De Ste. Croix then provides historical facts as reasons why Aristophanes could refer to the starving Megarians. The Athenians invaded the Megarid twice every year from 431/0 to 425/4 with very large forces in order to ravage their land, and they also maintained a sea blockade. By 425, when the Acharnians was staged, the Megarians had suffered for six years from the effects of being blockaded and their crops destroyed – hence the cause of their starvation. In addition, the decree itself was only in effective operation for less than a year because, once war had broken out in 431, the Megarians and their goods would have no right of entry in a war situation. Pericles’ opinion of the importance of the Megarian Decree is made clear in his last major speech before the war:
‘Let none of you think that we are going to war over a trifle, if we do not repeal the Megarian decree, about which they especially say that there will be no war if it is repealed, and remove from your minds any thought that we have gone to war over a small matter.’
(Thucydides 1.140.4)
If the decree had caused such devastating economic consequences for Megara, Pericles would have severely weakened his argument by calling the issue a ‘trifle’ or ‘small matter’, if the Athenians knew differently. Pe
ricles held the belief that Sparta was deliberately exaggerating the importance of the decree to test the Athenians’ nerve and to see if they would show weakness and give in; if they did appease the Spartans, a greater demand would soon follow as they exploited the Athenians’ perceived fear of themselves (1.140–41).
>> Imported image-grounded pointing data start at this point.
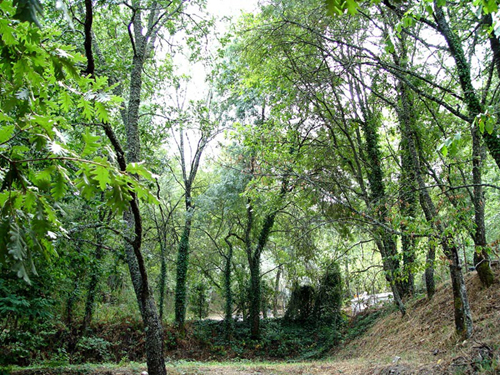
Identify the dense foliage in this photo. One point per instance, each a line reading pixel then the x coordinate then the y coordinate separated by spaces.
pixel 333 148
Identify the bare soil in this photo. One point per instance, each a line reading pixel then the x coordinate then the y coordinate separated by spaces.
pixel 422 342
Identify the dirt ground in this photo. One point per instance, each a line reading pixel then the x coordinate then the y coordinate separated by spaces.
pixel 354 367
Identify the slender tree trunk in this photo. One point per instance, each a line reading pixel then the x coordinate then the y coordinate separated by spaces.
pixel 492 141
pixel 254 297
pixel 163 277
pixel 228 310
pixel 276 291
pixel 181 281
pixel 385 241
pixel 93 287
pixel 481 257
pixel 463 70
pixel 463 317
pixel 430 284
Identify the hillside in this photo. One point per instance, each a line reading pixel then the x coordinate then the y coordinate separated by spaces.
pixel 425 336
pixel 422 342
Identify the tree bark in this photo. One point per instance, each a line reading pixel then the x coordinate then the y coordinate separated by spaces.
pixel 276 291
pixel 492 141
pixel 228 309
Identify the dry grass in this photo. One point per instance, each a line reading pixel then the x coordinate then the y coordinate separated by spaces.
pixel 424 340
pixel 426 334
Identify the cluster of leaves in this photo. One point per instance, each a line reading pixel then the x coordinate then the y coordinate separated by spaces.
pixel 43 155
pixel 280 339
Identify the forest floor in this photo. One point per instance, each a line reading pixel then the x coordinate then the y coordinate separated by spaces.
pixel 422 342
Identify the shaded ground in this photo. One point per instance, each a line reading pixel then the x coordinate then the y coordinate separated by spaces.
pixel 422 342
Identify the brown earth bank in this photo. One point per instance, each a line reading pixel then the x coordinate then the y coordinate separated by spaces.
pixel 422 342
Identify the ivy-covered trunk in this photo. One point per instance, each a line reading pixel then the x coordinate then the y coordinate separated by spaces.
pixel 228 309
pixel 491 139
pixel 254 297
pixel 463 318
pixel 385 240
pixel 181 280
pixel 277 291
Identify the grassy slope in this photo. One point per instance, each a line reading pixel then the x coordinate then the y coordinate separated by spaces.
pixel 424 339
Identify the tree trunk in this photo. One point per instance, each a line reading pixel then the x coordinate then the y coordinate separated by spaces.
pixel 481 256
pixel 463 70
pixel 385 241
pixel 492 141
pixel 430 284
pixel 163 276
pixel 93 285
pixel 463 318
pixel 181 280
pixel 276 292
pixel 254 297
pixel 228 310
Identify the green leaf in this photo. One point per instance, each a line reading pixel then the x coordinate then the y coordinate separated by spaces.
pixel 102 112
pixel 101 174
pixel 7 33
pixel 6 133
pixel 59 184
pixel 139 169
pixel 86 107
pixel 489 125
pixel 27 10
pixel 65 101
pixel 91 144
pixel 16 246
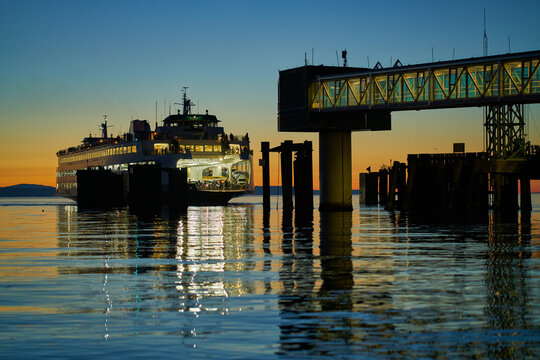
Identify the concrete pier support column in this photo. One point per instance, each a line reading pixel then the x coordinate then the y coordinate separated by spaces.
pixel 335 170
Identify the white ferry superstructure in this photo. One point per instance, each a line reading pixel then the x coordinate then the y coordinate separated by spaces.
pixel 219 165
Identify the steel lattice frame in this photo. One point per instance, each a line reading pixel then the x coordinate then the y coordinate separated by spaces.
pixel 504 129
pixel 512 78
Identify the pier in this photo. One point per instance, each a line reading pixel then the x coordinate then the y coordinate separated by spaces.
pixel 334 101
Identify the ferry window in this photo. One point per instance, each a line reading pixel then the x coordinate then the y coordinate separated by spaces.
pixel 235 148
pixel 161 148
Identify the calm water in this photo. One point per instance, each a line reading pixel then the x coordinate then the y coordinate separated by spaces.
pixel 230 283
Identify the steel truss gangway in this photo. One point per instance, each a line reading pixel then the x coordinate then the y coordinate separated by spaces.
pixel 334 101
pixel 509 79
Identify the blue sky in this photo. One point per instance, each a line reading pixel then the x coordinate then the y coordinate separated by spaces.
pixel 63 64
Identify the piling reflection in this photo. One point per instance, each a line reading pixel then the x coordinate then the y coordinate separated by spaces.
pixel 508 284
pixel 306 297
pixel 193 252
pixel 362 282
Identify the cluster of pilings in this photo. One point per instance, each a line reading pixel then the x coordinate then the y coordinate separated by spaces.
pixel 303 175
pixel 457 185
pixel 142 186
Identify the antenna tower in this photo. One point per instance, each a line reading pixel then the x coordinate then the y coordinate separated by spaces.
pixel 485 36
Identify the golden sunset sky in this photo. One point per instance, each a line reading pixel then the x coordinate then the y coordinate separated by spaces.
pixel 64 64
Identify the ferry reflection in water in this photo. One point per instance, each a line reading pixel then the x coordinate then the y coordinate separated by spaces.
pixel 362 283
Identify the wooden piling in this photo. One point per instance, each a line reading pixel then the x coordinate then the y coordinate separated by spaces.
pixel 383 187
pixel 265 162
pixel 525 194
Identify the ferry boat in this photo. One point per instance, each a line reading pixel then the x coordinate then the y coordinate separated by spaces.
pixel 219 165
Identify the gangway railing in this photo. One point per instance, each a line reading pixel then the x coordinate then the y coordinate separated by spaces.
pixel 509 78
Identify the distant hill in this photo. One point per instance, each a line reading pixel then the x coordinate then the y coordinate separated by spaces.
pixel 27 190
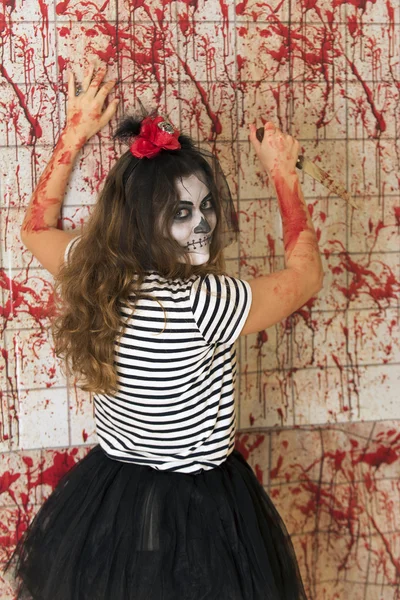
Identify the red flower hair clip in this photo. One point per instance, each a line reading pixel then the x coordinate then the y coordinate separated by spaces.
pixel 155 135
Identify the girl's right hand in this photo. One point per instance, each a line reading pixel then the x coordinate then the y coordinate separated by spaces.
pixel 278 152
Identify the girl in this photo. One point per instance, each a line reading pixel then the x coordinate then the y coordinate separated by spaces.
pixel 164 507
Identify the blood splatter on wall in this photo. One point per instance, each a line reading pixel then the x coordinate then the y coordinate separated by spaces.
pixel 318 406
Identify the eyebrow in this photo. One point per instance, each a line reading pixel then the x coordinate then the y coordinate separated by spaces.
pixel 209 195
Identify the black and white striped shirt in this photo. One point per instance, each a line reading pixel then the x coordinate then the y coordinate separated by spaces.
pixel 174 408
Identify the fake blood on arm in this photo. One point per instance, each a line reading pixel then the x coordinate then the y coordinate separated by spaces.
pixel 292 209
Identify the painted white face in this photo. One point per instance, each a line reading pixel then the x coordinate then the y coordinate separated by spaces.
pixel 195 221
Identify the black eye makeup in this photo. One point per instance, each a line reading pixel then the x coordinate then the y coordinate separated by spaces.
pixel 185 211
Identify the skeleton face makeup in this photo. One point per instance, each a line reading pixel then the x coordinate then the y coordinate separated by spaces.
pixel 195 221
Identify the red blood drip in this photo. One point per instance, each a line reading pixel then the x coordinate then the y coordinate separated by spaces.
pixel 294 219
pixel 383 455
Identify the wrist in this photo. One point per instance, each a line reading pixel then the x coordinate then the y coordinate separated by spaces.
pixel 279 173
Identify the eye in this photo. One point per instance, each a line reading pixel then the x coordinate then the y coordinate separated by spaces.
pixel 181 214
pixel 207 204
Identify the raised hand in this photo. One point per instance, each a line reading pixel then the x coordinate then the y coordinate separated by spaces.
pixel 278 152
pixel 85 115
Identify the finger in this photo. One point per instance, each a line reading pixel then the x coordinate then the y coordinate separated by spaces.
pixel 88 77
pixel 71 85
pixel 109 112
pixel 253 137
pixel 97 79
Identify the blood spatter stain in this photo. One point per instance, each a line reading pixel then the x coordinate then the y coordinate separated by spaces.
pixel 329 72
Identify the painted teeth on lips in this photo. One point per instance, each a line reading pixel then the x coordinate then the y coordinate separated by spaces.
pixel 202 242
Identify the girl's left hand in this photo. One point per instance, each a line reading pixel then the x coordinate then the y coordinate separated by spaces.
pixel 84 112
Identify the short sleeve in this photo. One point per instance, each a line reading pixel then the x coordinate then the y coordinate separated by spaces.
pixel 220 307
pixel 70 244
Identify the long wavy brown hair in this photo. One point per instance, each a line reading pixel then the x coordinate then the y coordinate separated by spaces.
pixel 126 235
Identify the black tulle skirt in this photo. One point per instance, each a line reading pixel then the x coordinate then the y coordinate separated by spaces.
pixel 119 531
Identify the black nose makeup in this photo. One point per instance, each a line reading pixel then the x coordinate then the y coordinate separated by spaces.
pixel 202 227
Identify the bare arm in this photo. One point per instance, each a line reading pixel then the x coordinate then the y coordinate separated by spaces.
pixel 278 295
pixel 39 231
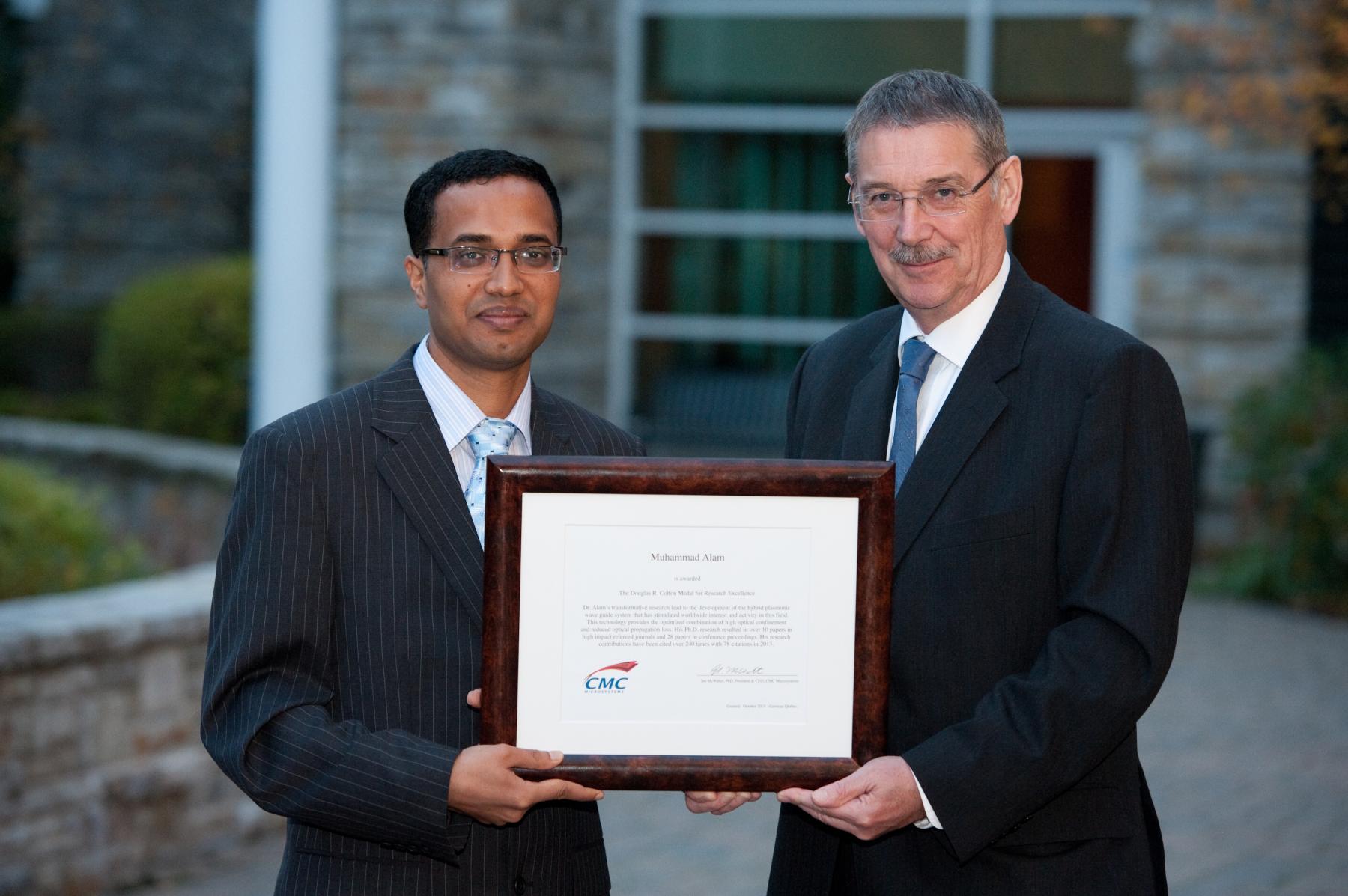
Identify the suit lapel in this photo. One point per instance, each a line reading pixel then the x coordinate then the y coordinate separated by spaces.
pixel 418 471
pixel 971 409
pixel 549 430
pixel 867 430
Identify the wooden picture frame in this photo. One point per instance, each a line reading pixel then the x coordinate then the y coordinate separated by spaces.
pixel 510 478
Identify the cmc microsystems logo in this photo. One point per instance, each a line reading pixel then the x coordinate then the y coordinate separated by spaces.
pixel 615 682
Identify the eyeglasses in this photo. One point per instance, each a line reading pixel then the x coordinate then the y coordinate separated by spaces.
pixel 938 201
pixel 530 259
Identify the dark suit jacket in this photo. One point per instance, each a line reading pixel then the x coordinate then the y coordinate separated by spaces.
pixel 344 636
pixel 1041 555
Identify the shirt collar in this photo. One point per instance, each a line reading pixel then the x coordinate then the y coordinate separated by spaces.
pixel 455 411
pixel 955 338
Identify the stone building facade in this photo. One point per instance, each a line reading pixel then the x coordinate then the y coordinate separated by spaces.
pixel 139 154
pixel 421 80
pixel 136 141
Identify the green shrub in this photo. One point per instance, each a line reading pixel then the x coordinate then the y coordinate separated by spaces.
pixel 174 352
pixel 1290 446
pixel 52 538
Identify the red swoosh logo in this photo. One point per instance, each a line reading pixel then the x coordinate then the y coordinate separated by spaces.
pixel 626 667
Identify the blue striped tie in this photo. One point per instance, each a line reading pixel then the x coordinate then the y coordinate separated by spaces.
pixel 917 359
pixel 487 438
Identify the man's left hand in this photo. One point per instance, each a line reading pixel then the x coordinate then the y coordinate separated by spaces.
pixel 875 799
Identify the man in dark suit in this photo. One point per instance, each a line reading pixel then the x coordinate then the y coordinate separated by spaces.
pixel 1042 538
pixel 347 621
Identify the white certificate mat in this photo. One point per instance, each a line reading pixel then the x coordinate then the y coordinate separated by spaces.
pixel 687 624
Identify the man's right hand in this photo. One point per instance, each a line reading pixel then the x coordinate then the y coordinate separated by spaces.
pixel 483 786
pixel 717 802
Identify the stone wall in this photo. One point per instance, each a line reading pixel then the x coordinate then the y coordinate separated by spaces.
pixel 425 79
pixel 1224 243
pixel 136 124
pixel 103 778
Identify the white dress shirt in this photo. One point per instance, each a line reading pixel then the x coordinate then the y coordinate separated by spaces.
pixel 952 341
pixel 458 414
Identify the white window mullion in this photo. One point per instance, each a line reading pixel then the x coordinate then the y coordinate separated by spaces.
pixel 626 198
pixel 977 43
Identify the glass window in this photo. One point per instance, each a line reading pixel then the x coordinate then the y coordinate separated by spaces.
pixel 714 399
pixel 1063 62
pixel 761 278
pixel 800 61
pixel 744 171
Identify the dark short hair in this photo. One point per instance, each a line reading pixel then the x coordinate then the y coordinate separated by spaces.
pixel 470 166
pixel 923 96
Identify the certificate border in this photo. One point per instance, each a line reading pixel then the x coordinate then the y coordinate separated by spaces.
pixel 871 483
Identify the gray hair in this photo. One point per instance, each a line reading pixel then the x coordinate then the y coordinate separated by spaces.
pixel 923 96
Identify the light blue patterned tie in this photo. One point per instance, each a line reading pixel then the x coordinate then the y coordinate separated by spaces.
pixel 917 359
pixel 487 438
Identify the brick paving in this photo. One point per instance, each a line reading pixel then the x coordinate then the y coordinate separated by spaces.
pixel 1246 749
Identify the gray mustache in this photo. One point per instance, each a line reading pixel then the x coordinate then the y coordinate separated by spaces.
pixel 918 254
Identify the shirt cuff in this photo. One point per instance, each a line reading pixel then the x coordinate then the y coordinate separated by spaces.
pixel 930 821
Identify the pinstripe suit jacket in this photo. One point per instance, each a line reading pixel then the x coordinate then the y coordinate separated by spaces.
pixel 344 635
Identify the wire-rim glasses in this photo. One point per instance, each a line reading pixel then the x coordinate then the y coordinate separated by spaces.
pixel 938 201
pixel 472 259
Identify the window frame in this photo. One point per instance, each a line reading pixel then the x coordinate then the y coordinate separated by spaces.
pixel 1108 136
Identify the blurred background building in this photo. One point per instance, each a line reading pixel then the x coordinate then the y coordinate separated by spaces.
pixel 697 146
pixel 201 210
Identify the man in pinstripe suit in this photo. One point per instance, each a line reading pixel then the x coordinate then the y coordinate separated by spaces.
pixel 347 620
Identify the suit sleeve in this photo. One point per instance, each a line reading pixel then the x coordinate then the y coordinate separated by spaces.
pixel 270 677
pixel 1125 537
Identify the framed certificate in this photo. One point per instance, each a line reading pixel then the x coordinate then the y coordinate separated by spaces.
pixel 677 624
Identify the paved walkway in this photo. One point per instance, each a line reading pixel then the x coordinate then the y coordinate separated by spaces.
pixel 1246 749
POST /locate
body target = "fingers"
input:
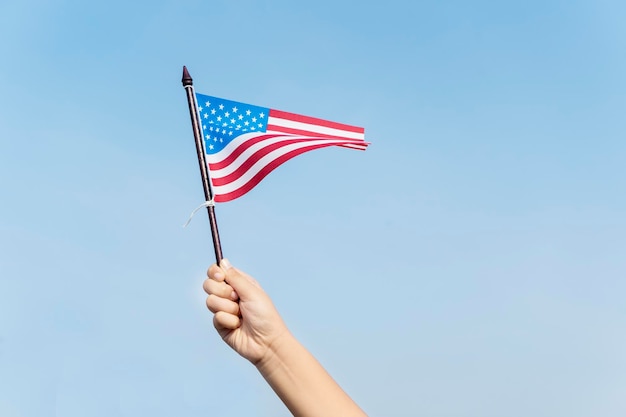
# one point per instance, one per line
(217, 304)
(244, 285)
(220, 289)
(216, 273)
(225, 321)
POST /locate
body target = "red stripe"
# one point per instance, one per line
(292, 131)
(251, 160)
(222, 198)
(314, 121)
(238, 151)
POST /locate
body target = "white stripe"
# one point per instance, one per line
(245, 155)
(315, 128)
(262, 163)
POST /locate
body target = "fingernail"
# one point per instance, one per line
(225, 264)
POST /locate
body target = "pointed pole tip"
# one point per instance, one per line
(187, 80)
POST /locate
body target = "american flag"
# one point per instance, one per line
(243, 143)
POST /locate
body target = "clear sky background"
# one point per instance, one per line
(471, 262)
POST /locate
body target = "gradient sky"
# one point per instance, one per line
(471, 262)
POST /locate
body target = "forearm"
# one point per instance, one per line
(303, 384)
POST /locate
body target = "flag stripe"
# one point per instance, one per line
(320, 132)
(261, 156)
(314, 121)
(224, 194)
(243, 143)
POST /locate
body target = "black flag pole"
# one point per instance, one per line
(204, 171)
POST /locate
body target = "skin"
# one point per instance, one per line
(246, 319)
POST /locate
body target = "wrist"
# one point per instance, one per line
(274, 355)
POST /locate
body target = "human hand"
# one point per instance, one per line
(244, 315)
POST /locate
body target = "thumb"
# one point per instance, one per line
(243, 284)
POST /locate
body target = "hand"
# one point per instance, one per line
(244, 315)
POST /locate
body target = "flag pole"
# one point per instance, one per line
(204, 171)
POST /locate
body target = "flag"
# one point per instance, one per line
(243, 143)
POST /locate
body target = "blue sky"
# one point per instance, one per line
(470, 263)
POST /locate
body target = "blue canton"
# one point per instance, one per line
(224, 120)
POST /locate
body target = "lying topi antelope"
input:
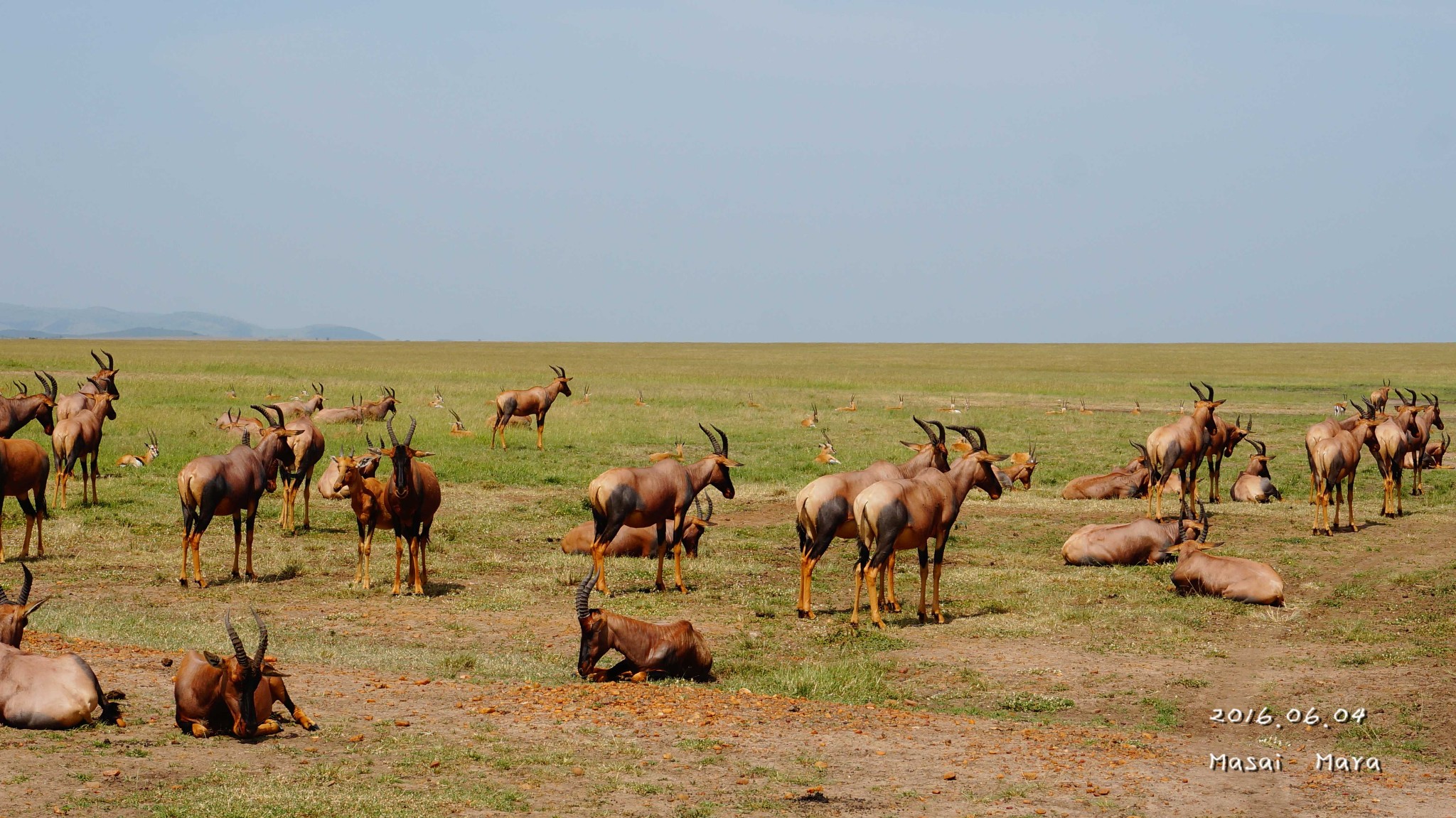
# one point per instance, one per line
(44, 691)
(909, 512)
(1229, 577)
(641, 542)
(1140, 542)
(650, 497)
(648, 650)
(147, 455)
(226, 694)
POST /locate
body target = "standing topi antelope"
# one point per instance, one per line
(650, 497)
(529, 402)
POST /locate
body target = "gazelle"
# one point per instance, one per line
(147, 455)
(529, 402)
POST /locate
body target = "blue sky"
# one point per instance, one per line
(747, 171)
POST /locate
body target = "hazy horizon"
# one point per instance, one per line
(749, 172)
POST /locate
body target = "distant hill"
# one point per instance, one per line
(18, 321)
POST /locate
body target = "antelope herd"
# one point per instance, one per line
(654, 511)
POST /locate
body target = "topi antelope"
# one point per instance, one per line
(1121, 483)
(648, 650)
(230, 694)
(641, 542)
(826, 455)
(1228, 577)
(16, 412)
(909, 512)
(529, 402)
(230, 483)
(77, 438)
(23, 470)
(1140, 542)
(147, 455)
(412, 498)
(1179, 447)
(1254, 483)
(650, 497)
(825, 508)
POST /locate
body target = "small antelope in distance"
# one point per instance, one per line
(650, 497)
(147, 455)
(77, 438)
(25, 470)
(230, 483)
(1228, 577)
(1254, 483)
(670, 455)
(412, 498)
(458, 427)
(648, 650)
(529, 402)
(826, 455)
(16, 412)
(909, 512)
(228, 694)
Thucydides shared the same view as Pericles and for that reason did not accord the Megarian Decree the status of being an aitia. Finally, there is supporting evidence that the decree could have been passed for specifically religious motives – in 352–349 the Megarians again cultivated Athenian sacred land, and this led the Athenians to take military action against Megara; once again the cause of the conflict was religious and in this instance there could be no other ulterior motives on the part of the Athenians. This shows that the Athenians considered such behaviour as very impious and were prepared to fight over it. The Megarians, being well aware of Athenian sensitivities over this issue, may even have been urged on by the Corinthians to cultivate the sacred land in order to provoke the Athenians into a hostile reaction, and thus give cause for complaint. For these reasons, de Ste. Croix believes that the Athenians should be absolved from blame, but the Megarians (to a smaller extent) and the Spartans in particular should be blamed for exploiting the issue and making it a pretext for war.